19. L'administration fiscale fait valoir que M. A a omis de déclarer la somme de 108 528 euros, qui a été imposée dans la catégorie des traitements et salaires au titre de l'année 2017, ce qui correspond à plus d'un tiers du montant total des salaires qu'il devait déclarer au titre de cette même année. En outre, il a sciemment déduit cette somme du montant déclaré alors que le montant du salaire imposable au titre de cette même année figurait sur son bulletin de paie remis par la société Austral au titre du mois de décembre 2017, et a modifié le montant de son salaire imposable alors que la société Austral, dont il est le dirigeant, a indiqué sur sa déclaration sociale nominative la somme qu'il devait déclarer. Dans ces conditions, l'administration fiscale doit être regardée comme établissant la mauvaise foi de M. A. Par suite, elle a, à bon droit, appliqué la majoration de 40% aux sommes réintégrées dans le revenu imposable de M. A et imposées dans la catégorie des traitements et salaires au titre de l'année 2017.

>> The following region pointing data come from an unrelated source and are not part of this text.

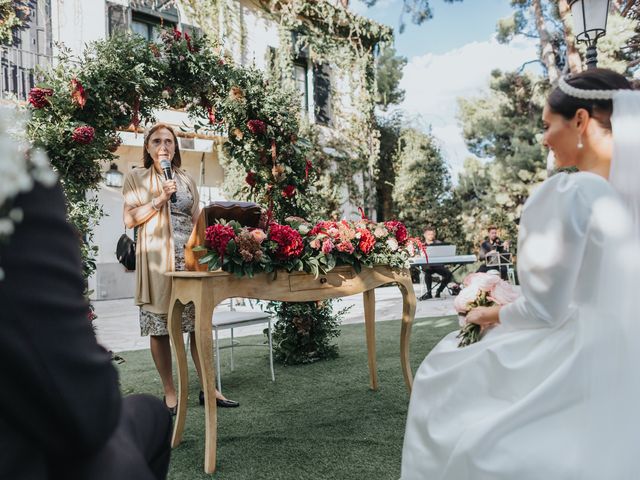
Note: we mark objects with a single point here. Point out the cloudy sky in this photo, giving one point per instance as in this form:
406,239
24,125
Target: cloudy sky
449,56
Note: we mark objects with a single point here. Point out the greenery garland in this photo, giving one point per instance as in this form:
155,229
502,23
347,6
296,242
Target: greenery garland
81,104
13,14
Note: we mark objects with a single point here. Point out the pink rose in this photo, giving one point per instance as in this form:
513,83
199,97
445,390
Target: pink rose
346,247
258,235
327,246
483,281
380,231
503,293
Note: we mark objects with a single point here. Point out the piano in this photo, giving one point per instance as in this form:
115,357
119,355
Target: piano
456,260
453,262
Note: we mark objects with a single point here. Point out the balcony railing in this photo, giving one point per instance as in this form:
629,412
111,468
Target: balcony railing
17,71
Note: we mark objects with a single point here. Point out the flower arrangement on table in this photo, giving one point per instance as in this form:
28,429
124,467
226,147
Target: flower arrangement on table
480,290
302,246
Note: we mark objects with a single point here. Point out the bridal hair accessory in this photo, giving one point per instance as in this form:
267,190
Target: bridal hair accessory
583,93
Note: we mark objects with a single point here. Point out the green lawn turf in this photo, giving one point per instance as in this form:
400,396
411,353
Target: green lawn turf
317,421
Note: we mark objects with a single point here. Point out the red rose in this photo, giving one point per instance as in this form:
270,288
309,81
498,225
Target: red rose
250,179
398,229
211,114
322,227
289,241
83,135
257,127
39,97
154,49
288,191
78,95
115,144
367,241
218,237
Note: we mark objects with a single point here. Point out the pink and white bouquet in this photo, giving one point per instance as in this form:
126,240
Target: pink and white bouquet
480,290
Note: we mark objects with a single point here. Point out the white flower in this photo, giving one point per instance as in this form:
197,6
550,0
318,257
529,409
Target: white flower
6,227
16,214
380,231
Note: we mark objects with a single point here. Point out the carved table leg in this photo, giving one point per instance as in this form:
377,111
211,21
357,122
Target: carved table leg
369,299
204,315
408,314
174,326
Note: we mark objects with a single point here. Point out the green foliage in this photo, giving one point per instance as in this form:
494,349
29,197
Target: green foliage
14,14
304,332
389,73
504,127
390,128
420,10
123,80
423,185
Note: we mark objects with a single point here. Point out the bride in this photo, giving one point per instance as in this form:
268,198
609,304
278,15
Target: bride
551,391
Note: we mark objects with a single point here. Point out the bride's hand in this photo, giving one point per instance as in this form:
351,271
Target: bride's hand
484,316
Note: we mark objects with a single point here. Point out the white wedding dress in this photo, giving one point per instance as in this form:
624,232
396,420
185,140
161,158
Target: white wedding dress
548,393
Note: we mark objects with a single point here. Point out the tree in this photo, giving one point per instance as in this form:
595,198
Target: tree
422,192
503,127
388,74
552,24
420,10
390,128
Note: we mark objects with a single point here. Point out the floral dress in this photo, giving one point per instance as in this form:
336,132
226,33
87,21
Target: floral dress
181,225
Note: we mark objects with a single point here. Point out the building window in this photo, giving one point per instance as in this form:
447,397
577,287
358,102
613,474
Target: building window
322,94
300,78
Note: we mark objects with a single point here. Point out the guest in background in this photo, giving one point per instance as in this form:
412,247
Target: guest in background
430,270
492,244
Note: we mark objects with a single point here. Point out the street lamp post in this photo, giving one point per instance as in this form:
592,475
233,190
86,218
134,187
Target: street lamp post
590,23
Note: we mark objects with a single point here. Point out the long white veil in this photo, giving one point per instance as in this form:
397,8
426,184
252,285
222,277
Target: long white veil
612,331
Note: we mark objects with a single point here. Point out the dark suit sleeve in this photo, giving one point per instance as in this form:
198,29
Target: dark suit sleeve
59,387
485,248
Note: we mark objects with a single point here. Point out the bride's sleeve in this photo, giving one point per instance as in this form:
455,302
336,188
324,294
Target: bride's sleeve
553,237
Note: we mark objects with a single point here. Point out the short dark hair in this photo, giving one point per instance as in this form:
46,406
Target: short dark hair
595,79
146,158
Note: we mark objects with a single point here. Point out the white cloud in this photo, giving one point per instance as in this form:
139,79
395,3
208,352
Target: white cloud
434,82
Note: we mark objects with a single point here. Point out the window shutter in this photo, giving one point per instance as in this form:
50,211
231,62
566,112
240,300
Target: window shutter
118,18
322,93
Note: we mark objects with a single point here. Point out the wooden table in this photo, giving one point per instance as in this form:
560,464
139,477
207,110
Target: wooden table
208,289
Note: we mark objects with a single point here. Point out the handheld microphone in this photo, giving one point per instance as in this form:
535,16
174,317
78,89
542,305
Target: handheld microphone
166,169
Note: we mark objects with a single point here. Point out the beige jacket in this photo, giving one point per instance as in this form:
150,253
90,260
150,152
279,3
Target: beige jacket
154,249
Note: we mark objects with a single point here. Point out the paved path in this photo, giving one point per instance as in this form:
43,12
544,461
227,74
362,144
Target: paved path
117,325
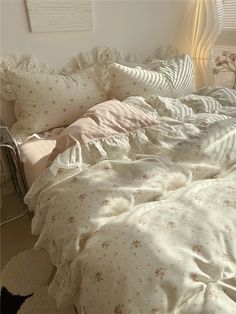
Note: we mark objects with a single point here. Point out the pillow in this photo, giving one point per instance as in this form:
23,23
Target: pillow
106,119
45,101
202,104
172,78
225,96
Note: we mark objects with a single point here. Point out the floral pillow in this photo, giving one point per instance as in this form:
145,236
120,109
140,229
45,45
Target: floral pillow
44,101
170,78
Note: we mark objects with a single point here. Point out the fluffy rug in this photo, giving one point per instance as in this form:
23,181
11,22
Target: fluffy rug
25,282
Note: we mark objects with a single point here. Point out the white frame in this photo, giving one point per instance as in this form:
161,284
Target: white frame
59,15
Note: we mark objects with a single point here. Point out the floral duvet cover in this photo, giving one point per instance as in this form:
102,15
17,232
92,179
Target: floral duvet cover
142,219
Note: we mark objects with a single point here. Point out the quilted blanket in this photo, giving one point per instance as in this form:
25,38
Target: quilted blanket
137,208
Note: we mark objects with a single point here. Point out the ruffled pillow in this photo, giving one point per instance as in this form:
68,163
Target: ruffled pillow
170,78
44,101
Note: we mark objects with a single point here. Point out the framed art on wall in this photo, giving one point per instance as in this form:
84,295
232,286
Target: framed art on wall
59,15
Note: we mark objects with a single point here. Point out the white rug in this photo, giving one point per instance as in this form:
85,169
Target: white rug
28,273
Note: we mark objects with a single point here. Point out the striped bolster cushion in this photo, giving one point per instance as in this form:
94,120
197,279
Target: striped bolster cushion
173,78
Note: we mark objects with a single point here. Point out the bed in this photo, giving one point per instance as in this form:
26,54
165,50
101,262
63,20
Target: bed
136,205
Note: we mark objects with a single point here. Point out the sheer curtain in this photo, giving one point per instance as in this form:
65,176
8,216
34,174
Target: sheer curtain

20. Il résulte de tout ce qui précède que M. A n'est pas fondé à demander la décharge, en droits et en pénalités, des cotisations supplémentaires d'impôt sur le revenu et de prélèvements sociaux auxquelles il a été assujetti au titre des années 2016 et 2017. Il y a lieu, par voie de conséquence, de rejeter ses conclusions tendant à l'application des dispositions de l'article L. 761-1 du code de justice administrative.

D E C I D E :

Article 1er : La requête de M. A est rejetée.

Article 2 : Le présent jugement sera notifié à M. B A et à l'administratrice générale des finances publiques en charge de la direction de contrôle fiscal du Centre-Est.

Délibéré après l'audience du 13 octobre 2022, à laquelle siégeaient :

- M. Ouardes, président,

- M. de Miguel, premier conseiller,

- Mme Mathé, conseillère.

Rendu public par mise à disposition au greffe le 27 octobre 2022.

La rapporteure,

signé

C. MathéLe président,

signé

P. OuardesLa greffière,

signé

A. Gateau

La République mande et ordonne au ministre de l'économie, des finances et de la souveraineté industrielle et numérique, en ce qui le concerne, ou à tous commissaires de justice à ce requis, en ce qui concerne les voies de droit commun contre les parties privées, de pourvoir à l'exécution de la présente décision.